No grupo familiar, trocávamos informações
acerca de manifestações de apoio à Ucrânia, e uma sobrinha minha, que trabalha
na Polónia, escreveu:
— «Nós vamos hoje com os
ucranianos do escritório. É impressionante o movimento gigante que se está a
gerar. Penso que aqui a atmosfera seja mais intensa por haver tantos imigrantes
ucranianos e pela proximidade geográfica. Imensas pessoas (jovens, velhos,
polacos, ucranianos, russos, de todas as nações) estão a ir de carro até a
fronteira polaca para ir buscar os refugiados e dar-lhes boleia para os centros
de refugiados, para outras cidades ou, várias vezes, para as suas próprias
casas. Os protestos são cada vez maiores. Há filas nos “collection points” para
entregar comida, medicamentos, roupa, etc., que estão a ser levados de comboio
para a fronteira e a ser passados para a Ucrânia. É mesmo muito impressionante
ver um país e uma sociedade, que não acolhe nada bem refugiados, nem imigrantes
em geral, de repente, unir-se toda, nesta situação. Sente-se um ambiente de
cortar à faca, mas ao mesmo tempo de união incrível nas ruas. É muito
emocionante ouvir as histórias dos pais e das famílias do escritório. Uns ligam
a chorar pq têm pais médicos que foram chamados para ir ajudar na linha da
frente, outros criam associações do nada, pq a irmã está a dormir num “underground
shelter”, pq está a ser bombardeada. De repente, gerou-se mesmo uma onda de
considerar que todos temos os nossos pais lá e todos queremos ajudar».

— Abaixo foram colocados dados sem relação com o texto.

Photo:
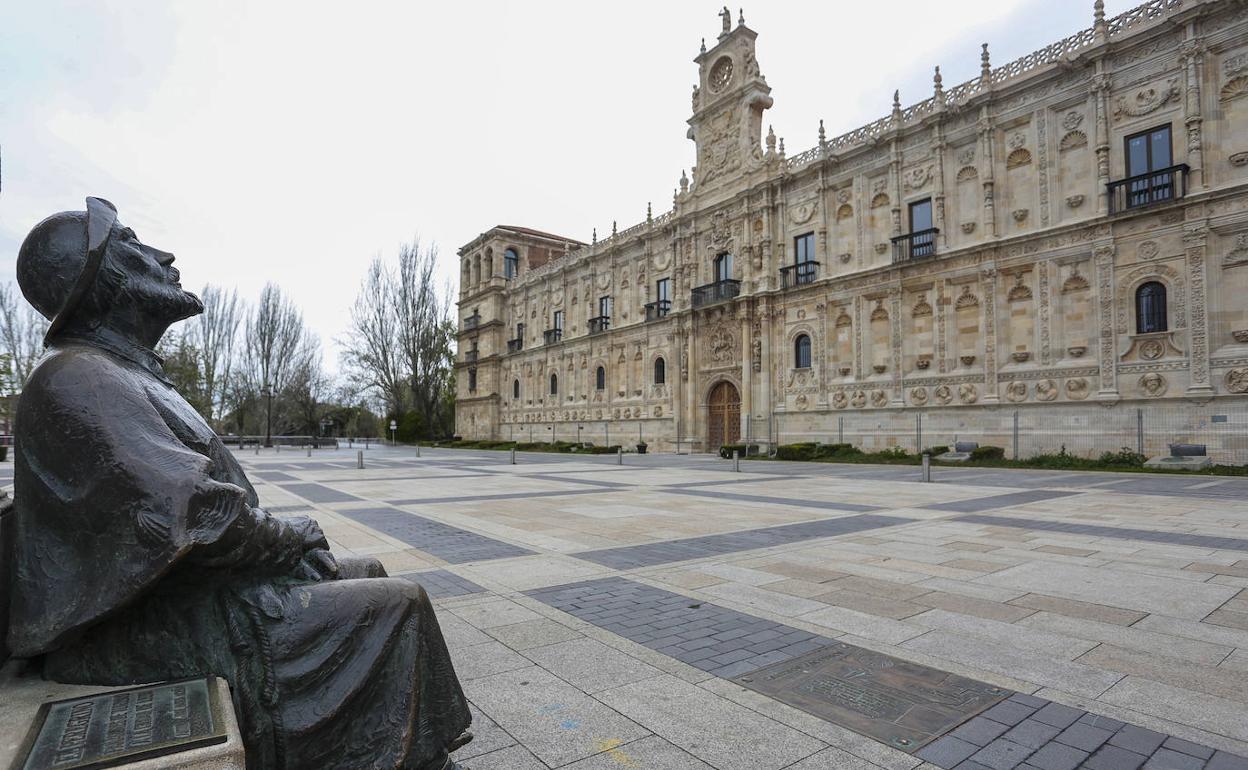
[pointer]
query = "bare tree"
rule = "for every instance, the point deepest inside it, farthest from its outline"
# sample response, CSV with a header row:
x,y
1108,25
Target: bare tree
x,y
215,332
371,346
21,337
426,328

Um amigo enviou-me da Polónia um
vídeo interminável, filmado com o telemóvel: uma fila imensa, que dobrava uma
esquina e outra esquina e continuava… até um local para dar sangue, para enviar
para a Ucrânia.
Outro amigo, contou-me um
telefonema a que assistiu, de um polaco para um colega ucraniano, que trabalha na
delegação da empresa na Ucrânia:
— Tens de fugir daí, vem cá para
casa.
— Não posso, os meus pais estão aqui
na Ucrânia…
— Então vamos aí buscá-los e
trazê-los cá para casa.
Os ucranianos são
maioritariamente ortodoxos, ligados ao Patriarcado de Constantinopla, mas
existe uma minoria ligada ao Patriarcado de Moscovo. O Metropolita Onuphre, chefe
dessa minoria, em vez de apoiar o argumento de Putin, de que intervinha para os
proteger, declarou o seu apoio «aos militares que protegem e defendem a nossa
terra e o nosso povo. Que Deus os abençoe e os guarde! Defendendo a soberania e
a integridade da Ucrânia, dirigimo-nos ao Presidente da Rússia e pedimos-lhe
que acabe imediatamente com esta guerra fratricida (…). Esta guerra não tem
justificação nem perante Deus, nem perante os homens».
Um grupo de 233 padres e diáconos
ortodoxos russos assinou um apelo de enorme coragem: «Choramos o calvário que
aflige injustamente os nossos irmãos e irmãs da Ucrânia». E acrescentam que o
Juízo Universal chegará para todos, avisando que: «nenhuma autoridade terrena (…),
nenhuma guarda nos vai proteger deste juízo. Preocupados pela salvação de todos
os que se consideram filhos da igreja ortodoxa russa, não queremos que nenhum
deles chegue a este juízo carregando o fardo pesado da maldição materna».
Amigos meus, que falam russo e
seguem o que por lá se passa, dão-me notícia de que alguns russos se manifestam
pacificamente contra a guerra e são brutalmente reprimidos. Há também russos
que trabalham para sabotar a produção de armas.
— «Todos os Youtubers russos que
nós seguimos, dos temas mais variados (canais sobre a Ucrânia, sobre carros, a
minha Youtuber preferida sobre minimalismo) arriscaram a vida para criticar
publicamente a invasão. Esses canais transformaram-se em meios de reportagem de
guerra ou de activismo político. Outro Youtuber muito influente na opinião
pública, (…) teve de fugir para a Noruega».
A ONU e a União Europeia condenaram
com veemência a crueldade russa.
Depois desta invasão, o mundo
está talvez mais solidário, mais unido, mas milhares de ucranianos estão a
pagar com a vida o preço deste resultado.